Beach - hope it's going well. do you have a due date yet??

Alegria - how's it going 

Terry - hope you are still ok 

Emma - hello! 

love to all


----------



## anna the third (Jan 15, 2008)

hello eveyrone, OMG this rain!!!

Terry, It was I who said that embryos can correct, having been told this in the course of a long conversationw ith the embryologist. her view was v negative on PGD and that was one of the reasons why. ie you could reject a "bad" cell when actually that embryo was just about to do the decent thing and correct itself. 

Scary story re the US lady adn her triplets, :-(

Jenny, thanks for your message. it's all jsut indicative I think, (at best!). the thing is that we dont know what normally fertile women get. someone I know who has had 2 children (bang bang first month each time, aged 32 and 35) had her FSH done as a favour to me as I was interested. there it was, 11 point something. So U.C.H. would have rejected her for treatment for starters when she is extremely fertile by the measure of practical reality. 

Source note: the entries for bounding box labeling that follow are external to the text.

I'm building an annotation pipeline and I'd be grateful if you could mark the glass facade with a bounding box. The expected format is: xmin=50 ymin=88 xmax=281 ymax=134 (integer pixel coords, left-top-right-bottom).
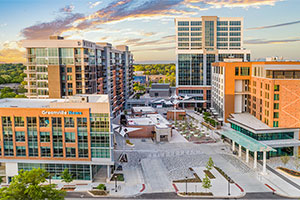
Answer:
xmin=231 ymin=123 xmax=294 ymax=160
xmin=178 ymin=54 xmax=203 ymax=85
xmin=18 ymin=163 xmax=92 ymax=180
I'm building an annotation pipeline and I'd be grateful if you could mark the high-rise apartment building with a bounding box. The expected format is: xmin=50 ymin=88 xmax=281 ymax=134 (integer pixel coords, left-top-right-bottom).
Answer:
xmin=212 ymin=59 xmax=300 ymax=157
xmin=175 ymin=16 xmax=250 ymax=108
xmin=0 ymin=95 xmax=114 ymax=182
xmin=23 ymin=36 xmax=133 ymax=115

I don' know. all i ultimately know, over 20k later, is that the older you are the harder it is as everything starts to be less efficient- egg production, fimbrae picking up the egg, exact timing, length of time egg survives, chemical signals of implantation, everything. it's just a question of keeping going. 

all of which my Grandma's generation could have told us for free. GGGRRRR!

xxx


----------



## Terry (Feb 24, 2005)

Anna, you make a really good point with your home grown science experiment with your friend who had two kids! Makes me want to redo my AMH.

Also, we're similar to you in cash burn rate    Six cycles at approximately £5500 each, though two were paid for by others.  So about £22k on our part.  But my doc says it's a roll of the dice...you just have to keep playing. You're sort of bound to hit one eventually, but you just don't know when. (Sort of like Forrest Gump's chocolates, eh?)

I wish they had things over here like they do at McGill (Google Dr Tan; McGill)  They offer 3 cycles for C$10,000.  There are conditions, notably, you need to do three within one year, and if you get pregnant (ie think past X weeks, where X is 20 weeks), then your special deal lapses.  Dr Tan is a research supremo --- developed the new egg freezing technique and has published loads.  Some of his underlings may be more clinically oriented (my fave: Dr Holzer).  I did one cycle there, but ultimately decided that long distance was not my thing.  But since many of you are considering Jinemed, you should know McGill is only a 6 hour flight away... If anyone has questions, please ask.  I've jokingly asked the LIster if they'd do a Loyalty Card thing over here


----------



## laurab (Apr 17, 2006)

Just walked home in the rain.  

Well exciting development.... i have felt queesy a couple of times today (well I think, I hope I wasn't imagining it!)  

Anyway,

LJ - Oh curly hair is fab!!! Timhas the most lovely thick curly hair and so has one of my mates. Mine is straight at the sides and then wavy at the back!!??

Mirra - So did you get out of the chair today?

Kazzie - I've replied to your post on other thread.  

Emma - You ok chick?

Merse - Hello

Steph - Hope all went ok at DH check up.   

Hello Anna, terry and anyone I forgot (impossibel to remember you all!)


----------



## beachgirl (Jun 7, 2007)

Laura- woohoo, you feel sick, that's great news


----------



## anna the third (Jan 15, 2008)

bring on the vomit!!! we all want it. 

girls , why have we all spent most of our lives avoiding being pg?  just a query in an idle moment!?


----------



## ☼♥ Minxy ♥☼ © (Jan 13, 2005)

Hi ladies

Just thought you may be interested in some recent posts on this thread re DHEA, especially with regards to raising E2 levels, not a good idea if have endo and ARGC advising against it as may diminish egg quality.

Thought some of you may find it useful as there's much chat about DHEA on this thread...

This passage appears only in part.